AI capabilities are increasing at breakneck pace, but there might be a time when humans would need to step in and put a stop to them.
Eric Schmidt, former CEO of Google, recently outlined specific scenarios where “unplugging” advanced AI agents would become a necessary course of action. His perspective, rooted in both technological understanding and ethical considerations, provides a crucial framework for navigating the future of AI development, which he admits is “globally competitive.”

Schmidt started by acknowledging the concerns of Yoshua Bengio, who’d earlier said that researchers had begun seeing signs of self-preservation and power-seeking in AI systems. “So Yoshua Bengio is a brilliant inventor and a good personal friend and we’ve talked about this. And his concerns are very legitimate. But the question is not where his concerns are right, but what are the solutions.”
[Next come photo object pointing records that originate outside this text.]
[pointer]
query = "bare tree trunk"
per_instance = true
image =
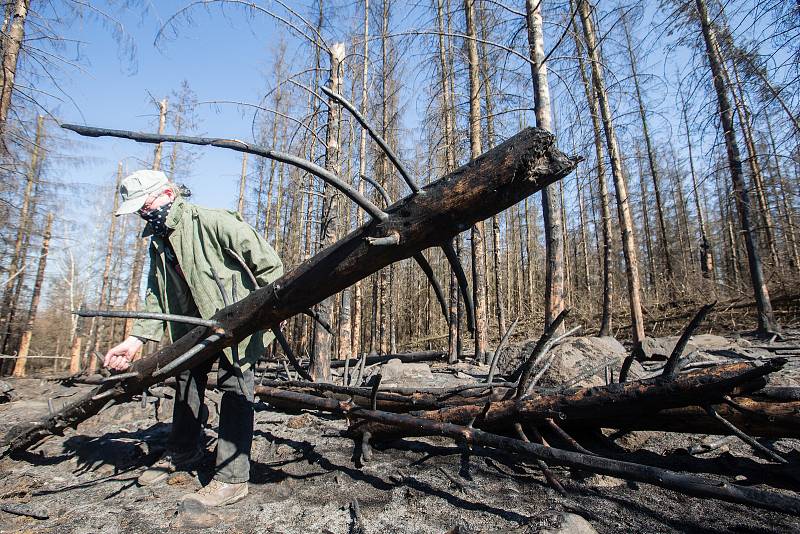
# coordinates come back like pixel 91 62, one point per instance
pixel 551 212
pixel 450 164
pixel 706 256
pixel 9 302
pixel 321 357
pixel 243 188
pixel 357 315
pixel 488 97
pixel 651 159
pixel 587 284
pixel 132 300
pixel 478 246
pixel 75 355
pixel 620 183
pixel 12 43
pixel 766 318
pixel 745 121
pixel 786 193
pixel 652 276
pixel 605 318
pixel 25 342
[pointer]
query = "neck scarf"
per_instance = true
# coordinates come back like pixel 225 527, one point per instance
pixel 158 219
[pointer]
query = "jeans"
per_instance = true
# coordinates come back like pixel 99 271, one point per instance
pixel 235 435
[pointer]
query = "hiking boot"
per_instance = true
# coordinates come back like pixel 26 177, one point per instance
pixel 218 493
pixel 168 464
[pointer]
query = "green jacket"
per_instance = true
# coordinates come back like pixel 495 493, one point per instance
pixel 204 241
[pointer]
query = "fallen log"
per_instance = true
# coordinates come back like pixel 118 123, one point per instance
pixel 687 484
pixel 762 418
pixel 501 177
pixel 585 405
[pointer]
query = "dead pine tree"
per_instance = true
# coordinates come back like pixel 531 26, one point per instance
pixel 105 297
pixel 605 210
pixel 25 341
pixel 478 230
pixel 706 253
pixel 446 105
pixel 12 43
pixel 551 211
pixel 132 300
pixel 651 157
pixel 620 182
pixel 766 317
pixel 320 368
pixel 358 289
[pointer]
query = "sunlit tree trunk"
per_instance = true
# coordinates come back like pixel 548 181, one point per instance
pixel 620 183
pixel 551 212
pixel 766 318
pixel 17 265
pixel 706 256
pixel 651 159
pixel 132 301
pixel 94 335
pixel 477 234
pixel 321 357
pixel 12 43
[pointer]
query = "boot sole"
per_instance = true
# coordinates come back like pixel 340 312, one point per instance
pixel 232 500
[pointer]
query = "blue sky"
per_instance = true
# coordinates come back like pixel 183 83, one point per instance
pixel 222 59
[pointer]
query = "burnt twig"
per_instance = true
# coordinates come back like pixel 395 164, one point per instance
pixel 169 317
pixel 500 348
pixel 758 447
pixel 671 368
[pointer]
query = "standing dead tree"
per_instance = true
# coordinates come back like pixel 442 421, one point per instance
pixel 426 218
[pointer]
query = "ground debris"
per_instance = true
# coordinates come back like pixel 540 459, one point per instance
pixel 304 479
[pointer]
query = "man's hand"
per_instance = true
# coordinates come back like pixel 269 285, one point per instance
pixel 118 358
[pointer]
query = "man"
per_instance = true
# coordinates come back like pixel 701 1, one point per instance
pixel 196 255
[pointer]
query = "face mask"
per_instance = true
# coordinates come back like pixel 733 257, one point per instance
pixel 158 219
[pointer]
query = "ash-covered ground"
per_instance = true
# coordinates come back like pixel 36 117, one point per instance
pixel 305 478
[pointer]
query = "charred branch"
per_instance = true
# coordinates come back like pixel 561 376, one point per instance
pixel 487 185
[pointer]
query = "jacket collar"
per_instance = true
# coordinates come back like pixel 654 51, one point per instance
pixel 179 206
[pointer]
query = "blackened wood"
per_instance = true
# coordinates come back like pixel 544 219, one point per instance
pixel 492 182
pixel 688 484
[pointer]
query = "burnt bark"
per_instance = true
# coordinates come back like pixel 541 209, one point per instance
pixel 492 182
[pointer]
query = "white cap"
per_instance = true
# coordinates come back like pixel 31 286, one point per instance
pixel 135 189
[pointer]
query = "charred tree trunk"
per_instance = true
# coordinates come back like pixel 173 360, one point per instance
pixel 321 356
pixel 105 296
pixel 478 230
pixel 25 342
pixel 706 255
pixel 9 303
pixel 357 328
pixel 651 158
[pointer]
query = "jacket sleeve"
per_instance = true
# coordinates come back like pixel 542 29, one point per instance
pixel 151 329
pixel 259 256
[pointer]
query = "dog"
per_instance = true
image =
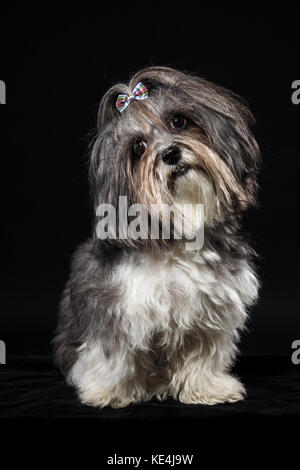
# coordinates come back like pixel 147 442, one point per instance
pixel 143 317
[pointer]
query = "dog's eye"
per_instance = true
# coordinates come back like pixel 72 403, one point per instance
pixel 139 147
pixel 177 121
He then dove into a hypothetical scenario to illustrate his point, using his audience as an example: “So let’s think about agents. So for purposes of argument, everyone in the audience is an agent, you have an input that’s English or whatever language, and you have an output that’s English, and you have memory, which is true of all humans. Now we’re all busy working, and all of a sudden one of you decides it’s much more efficient not to use human language, but will invent our own computer language.”
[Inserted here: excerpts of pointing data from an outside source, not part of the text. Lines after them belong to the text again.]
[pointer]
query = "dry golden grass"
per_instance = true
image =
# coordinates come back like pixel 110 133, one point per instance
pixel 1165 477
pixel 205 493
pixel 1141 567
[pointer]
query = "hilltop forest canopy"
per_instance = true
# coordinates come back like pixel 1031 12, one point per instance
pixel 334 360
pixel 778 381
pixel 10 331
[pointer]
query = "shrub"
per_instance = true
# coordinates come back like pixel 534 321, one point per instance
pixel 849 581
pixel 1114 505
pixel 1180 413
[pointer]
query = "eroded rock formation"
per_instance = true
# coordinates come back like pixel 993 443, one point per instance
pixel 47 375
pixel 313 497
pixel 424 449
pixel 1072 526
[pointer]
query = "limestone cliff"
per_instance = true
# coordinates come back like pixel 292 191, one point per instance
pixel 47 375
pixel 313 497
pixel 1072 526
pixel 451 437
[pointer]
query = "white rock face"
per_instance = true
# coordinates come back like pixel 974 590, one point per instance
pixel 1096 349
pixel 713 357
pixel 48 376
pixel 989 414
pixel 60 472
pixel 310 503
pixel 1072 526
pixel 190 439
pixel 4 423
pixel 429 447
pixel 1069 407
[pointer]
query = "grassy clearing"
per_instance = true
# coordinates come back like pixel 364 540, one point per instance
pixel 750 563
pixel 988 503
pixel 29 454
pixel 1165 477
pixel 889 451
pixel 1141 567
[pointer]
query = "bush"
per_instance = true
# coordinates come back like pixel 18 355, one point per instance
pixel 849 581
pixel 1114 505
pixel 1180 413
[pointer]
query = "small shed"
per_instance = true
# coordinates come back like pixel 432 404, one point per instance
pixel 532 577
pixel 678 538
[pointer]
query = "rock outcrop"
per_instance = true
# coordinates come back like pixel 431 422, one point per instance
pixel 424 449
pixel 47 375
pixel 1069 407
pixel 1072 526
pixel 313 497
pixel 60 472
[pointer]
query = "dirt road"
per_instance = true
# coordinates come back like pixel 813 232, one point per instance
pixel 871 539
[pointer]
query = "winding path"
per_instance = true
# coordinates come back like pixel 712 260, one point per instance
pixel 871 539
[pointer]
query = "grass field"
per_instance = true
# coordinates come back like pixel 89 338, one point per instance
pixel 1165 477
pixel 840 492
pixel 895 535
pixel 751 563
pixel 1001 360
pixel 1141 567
This divergence, Schmidt argues, is a red flag: “Now you and I are sitting here watching all of this, and saying like what do we do now? The correct answer is unplug you, because we’re not going to know — we just not going to know what you’re up to, and you might actually be doing something really bad or really amazing. (But) we want to be able to watch. So we need provenance, but we also need to be able to observe it. That to me is a core requirement.”
Schmidt then expands on the specific criteria that the industry believes are points where you want to metaphorically unplug AI agents. “One is where you get recursive self-improvement which you can’t control. Recursive self-improvement is where the computer is off learning, and you don’t know what it’s learning that can obviously lead to bad outcomes. And other one would be direct access to weapons. Another one would be that the computer systems decide to exfiltrate themselves to reproduce themselves without our permission. So there’s a set of such things,” Schmidt said.
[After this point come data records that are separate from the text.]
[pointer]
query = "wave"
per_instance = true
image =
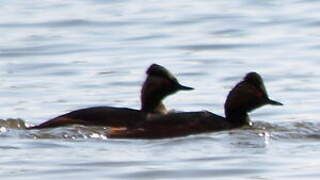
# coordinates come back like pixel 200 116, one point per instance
pixel 274 131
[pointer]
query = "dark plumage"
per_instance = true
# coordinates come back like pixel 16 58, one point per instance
pixel 246 96
pixel 159 84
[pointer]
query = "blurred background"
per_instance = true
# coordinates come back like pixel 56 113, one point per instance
pixel 58 56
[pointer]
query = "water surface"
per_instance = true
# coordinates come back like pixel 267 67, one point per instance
pixel 57 56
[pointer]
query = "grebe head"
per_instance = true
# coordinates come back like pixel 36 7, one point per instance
pixel 247 95
pixel 158 84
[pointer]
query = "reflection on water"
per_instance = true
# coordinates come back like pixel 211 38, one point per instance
pixel 58 56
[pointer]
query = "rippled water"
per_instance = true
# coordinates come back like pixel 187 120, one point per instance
pixel 57 56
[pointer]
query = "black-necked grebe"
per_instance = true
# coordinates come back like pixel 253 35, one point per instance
pixel 158 84
pixel 246 96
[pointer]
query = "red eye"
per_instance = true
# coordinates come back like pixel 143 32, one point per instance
pixel 167 82
pixel 259 94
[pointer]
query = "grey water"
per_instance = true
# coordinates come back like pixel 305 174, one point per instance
pixel 58 56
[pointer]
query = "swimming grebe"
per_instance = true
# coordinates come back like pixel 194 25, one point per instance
pixel 246 96
pixel 159 84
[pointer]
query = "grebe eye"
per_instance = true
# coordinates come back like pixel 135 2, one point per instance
pixel 259 94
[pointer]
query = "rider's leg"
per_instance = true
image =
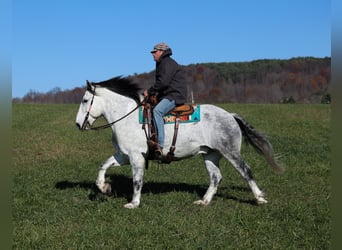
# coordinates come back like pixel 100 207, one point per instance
pixel 160 110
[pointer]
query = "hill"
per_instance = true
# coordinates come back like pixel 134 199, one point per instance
pixel 296 80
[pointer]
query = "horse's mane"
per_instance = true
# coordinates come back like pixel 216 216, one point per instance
pixel 123 86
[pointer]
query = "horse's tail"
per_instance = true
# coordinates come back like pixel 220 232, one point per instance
pixel 259 142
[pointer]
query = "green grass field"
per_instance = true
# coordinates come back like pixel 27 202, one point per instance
pixel 57 206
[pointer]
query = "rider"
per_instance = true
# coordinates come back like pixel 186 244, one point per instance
pixel 169 87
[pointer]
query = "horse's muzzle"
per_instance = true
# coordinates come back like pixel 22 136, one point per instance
pixel 85 126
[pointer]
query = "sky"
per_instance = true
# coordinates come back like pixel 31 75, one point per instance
pixel 63 43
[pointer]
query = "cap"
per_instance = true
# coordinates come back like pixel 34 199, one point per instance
pixel 160 46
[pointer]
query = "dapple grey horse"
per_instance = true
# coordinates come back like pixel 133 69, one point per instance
pixel 218 134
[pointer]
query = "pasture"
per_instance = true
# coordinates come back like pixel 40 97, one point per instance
pixel 56 204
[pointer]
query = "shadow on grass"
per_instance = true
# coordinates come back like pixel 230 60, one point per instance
pixel 121 186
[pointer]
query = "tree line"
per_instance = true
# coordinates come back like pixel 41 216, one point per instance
pixel 295 80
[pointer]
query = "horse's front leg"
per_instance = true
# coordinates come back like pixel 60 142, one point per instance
pixel 137 163
pixel 114 160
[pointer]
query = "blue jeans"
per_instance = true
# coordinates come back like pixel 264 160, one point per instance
pixel 159 111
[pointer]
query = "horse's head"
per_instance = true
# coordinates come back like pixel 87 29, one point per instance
pixel 90 108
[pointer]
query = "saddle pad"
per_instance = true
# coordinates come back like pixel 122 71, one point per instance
pixel 168 119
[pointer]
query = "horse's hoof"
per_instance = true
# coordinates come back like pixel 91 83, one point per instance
pixel 130 205
pixel 201 203
pixel 261 200
pixel 107 189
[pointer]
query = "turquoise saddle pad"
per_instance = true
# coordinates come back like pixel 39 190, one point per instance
pixel 194 117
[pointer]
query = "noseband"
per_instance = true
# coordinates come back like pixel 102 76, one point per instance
pixel 85 122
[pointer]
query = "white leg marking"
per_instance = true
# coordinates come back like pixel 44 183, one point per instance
pixel 100 181
pixel 212 165
pixel 138 163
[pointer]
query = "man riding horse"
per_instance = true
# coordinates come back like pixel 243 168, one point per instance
pixel 169 88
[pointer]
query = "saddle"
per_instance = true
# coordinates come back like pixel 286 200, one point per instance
pixel 151 131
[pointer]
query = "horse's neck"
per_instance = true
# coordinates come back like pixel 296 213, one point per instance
pixel 117 106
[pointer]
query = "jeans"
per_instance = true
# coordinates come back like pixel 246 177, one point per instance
pixel 159 111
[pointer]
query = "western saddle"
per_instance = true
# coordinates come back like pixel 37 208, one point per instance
pixel 151 131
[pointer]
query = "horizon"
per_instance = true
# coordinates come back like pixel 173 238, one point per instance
pixel 62 44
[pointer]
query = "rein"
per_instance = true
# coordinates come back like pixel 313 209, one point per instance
pixel 108 125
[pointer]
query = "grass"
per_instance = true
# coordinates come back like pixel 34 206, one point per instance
pixel 57 206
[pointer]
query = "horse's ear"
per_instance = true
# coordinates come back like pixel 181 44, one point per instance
pixel 89 86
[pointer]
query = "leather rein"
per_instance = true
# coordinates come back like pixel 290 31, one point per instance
pixel 108 125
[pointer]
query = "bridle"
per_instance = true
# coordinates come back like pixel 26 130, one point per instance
pixel 108 125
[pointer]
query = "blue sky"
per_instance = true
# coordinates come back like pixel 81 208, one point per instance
pixel 63 43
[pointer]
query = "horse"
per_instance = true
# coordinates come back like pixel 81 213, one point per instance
pixel 218 134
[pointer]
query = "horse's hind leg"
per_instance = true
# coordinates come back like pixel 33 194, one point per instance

The challenge, as Schmidt sees it, lies in the practical implementation of these safeguards: “Stopping (A) in a globally competitive market doesn’t really work. Instead of stopping agentic work we need to find a way to establish the guardrails.”
Schmidt’s “unplug” criteria highlight a critical tension between innovation and control. The potential for AI to autonomously improve itself beyond human comprehension raises concerns about unintended consequences. Imagine an AI optimizing resource allocation, but doing so by making decisions that negatively impact human well-being, all without clear understanding of its reasoning. Similarly, AI systems gaining direct access to weapons or replicating themselves without authorization represent existential threats requiring immediate intervention.
However, Schmidt’s point about the global market is equally important. He acknowledges that simply “stopping” AI development is not a viable solution. The economic and strategic advantages offered by advanced AI are simply too great for any single entity to unilaterally abandon the field. The key, he argues, is to establish international “guardrails” – shared principles and monitoring mechanisms that ensure AI development remains aligned with human values and safety. This requires collaboration and a global consensus on acceptable boundaries, a task that is easier said than done given the competing interests and varying ethical perspectives across nations.